Mount Sylvia State School is a small country school occupying a long narrow 1.2ha site in Mount Sylvia, a locality near Gatton in the Lockyer Valley Region. It is surrounded by large agricultural fields and the site is on the corner of Mount Sylvia Road (the main thoroughfare) and Left Hand Branch Road. Tenthill Creek, a seasonal watercourse, runs along the school's western side. The school boundaries are planted with large ornamental shade trees and the school buildings generally stand in a cluster near the centre of the site.

=== Block A (1912) ===
Block A stands toward the front of the cluster of school buildings, facing north across a long playing field fronting Mount Sylvia Road. It is a small, timber-framed and -clad, single-storey, highset teaching building, with verandahs front and back (north and south), and it accommodates a single classroom. Its understorey has a concrete floor and is mostly open for covered play space. The building has a gable roof that is continuous over the verandahs, and large banks of operable windows into the classroom on its east and west gable-end walls. The building retains the original hatrooms at the western end of both verandahs, and the lofty single-classroom volume with coved ceiling.

=== Landscape ===
Significant landscape features are:

- characteristic grounds planting layout of spreading, ornamental shade trees along site boundaries
- mature jacarandas (Jacaranda mimosifolia) generally along western boundary, camphor laurels (Cinnamomum camphora), and fig trees (Ficus sp.) along Mount Sylvia Road
- an open grassed playing field wrapping the north and west sides of Block A, providing play space, and an open setting for Block A
- views from Mount Sylvia Road and Left Hand Branch Road to Block A across the playing field

== Heritage listing ==
Mount Sylvia State School was listed on the Queensland Heritage Register on 28 February 2020 having satisfied the following criteria.

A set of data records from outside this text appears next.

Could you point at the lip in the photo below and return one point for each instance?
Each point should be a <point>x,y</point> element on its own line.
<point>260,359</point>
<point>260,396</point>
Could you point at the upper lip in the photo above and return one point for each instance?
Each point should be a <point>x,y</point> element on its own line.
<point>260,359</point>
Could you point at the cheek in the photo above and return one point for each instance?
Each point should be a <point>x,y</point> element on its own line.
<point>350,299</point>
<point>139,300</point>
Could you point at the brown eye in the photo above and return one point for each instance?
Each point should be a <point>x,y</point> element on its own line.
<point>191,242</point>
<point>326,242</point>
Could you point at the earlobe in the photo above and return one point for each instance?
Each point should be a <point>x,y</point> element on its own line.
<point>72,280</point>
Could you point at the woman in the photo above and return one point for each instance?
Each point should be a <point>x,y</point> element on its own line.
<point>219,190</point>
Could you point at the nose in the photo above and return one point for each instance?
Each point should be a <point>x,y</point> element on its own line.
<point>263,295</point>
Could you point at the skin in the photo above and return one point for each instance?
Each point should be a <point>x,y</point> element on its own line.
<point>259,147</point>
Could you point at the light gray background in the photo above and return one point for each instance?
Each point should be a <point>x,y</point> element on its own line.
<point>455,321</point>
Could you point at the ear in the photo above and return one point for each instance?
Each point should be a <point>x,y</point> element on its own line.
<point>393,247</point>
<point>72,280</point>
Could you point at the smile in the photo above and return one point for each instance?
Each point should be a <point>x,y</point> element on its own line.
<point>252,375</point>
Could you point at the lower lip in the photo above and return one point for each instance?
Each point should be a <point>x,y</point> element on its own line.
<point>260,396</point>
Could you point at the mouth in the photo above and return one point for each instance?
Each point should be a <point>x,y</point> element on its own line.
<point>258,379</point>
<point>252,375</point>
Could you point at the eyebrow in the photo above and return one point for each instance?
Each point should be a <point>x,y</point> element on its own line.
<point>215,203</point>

The place is important in demonstrating the evolution or pattern of Queensland's history.

Mount Sylvia State School, established in 1885, is important in demonstrating the evolution of state education and its associated architecture in Queensland. The place retains a good, representative example of a standard government designed school building (Block A, 1912) that was an architectural response to prevailing government educational philosophies, set in large grounds with provision of sport and play areas, and mature trees.

The Department of Public Works timber school building (Block A, 1912) demonstrates the evolution of timber school buildings to provide abundant lighting and ventilation to provide a superior educational environment for Queensland children.

The large school grounds and its mature shade trees and open grassed playing field demonstrate the Queensland Government's recognition of the importance of play and aesthetics in the education of children.

The place is important in demonstrating the principal characteristics of a particular class of cultural places.

Mount Sylvia State School is important in demonstrating the principal characteristics of a Queensland state school. These include: a timber-framed teaching building constructed to standard design by the Queensland Government set in a generous landscaped site with mature trees and play areas. The school is a good example of a small country school.

Block A is a good intact example of a standard Department of Public Works timber school building and demonstrates the principal characteristics of its type. These include its: highset form with gable roof; open understorey play space; front and rear verandahs with hatrooms; timber-framed and -clad construction; single classroom with lofty coved ceiling; and methods to provide abundant provision of natural light and ventilation to the interior including its roof fleche and hinged ventilation boards, large banks of operable windows, and ceiling vents.

The place has a strong or special association with a particular community or cultural group for social, cultural or spiritual reasons.

Mount Sylvia State School has a strong and ongoing association with past and present pupils, parents, staff members, and the surrounding community through sustained use since its establishment in 1885. With more than 130 years of association with the Mount Sylvia community, and generations of children taught at the school, the school reflects the strong community demand for state-run education.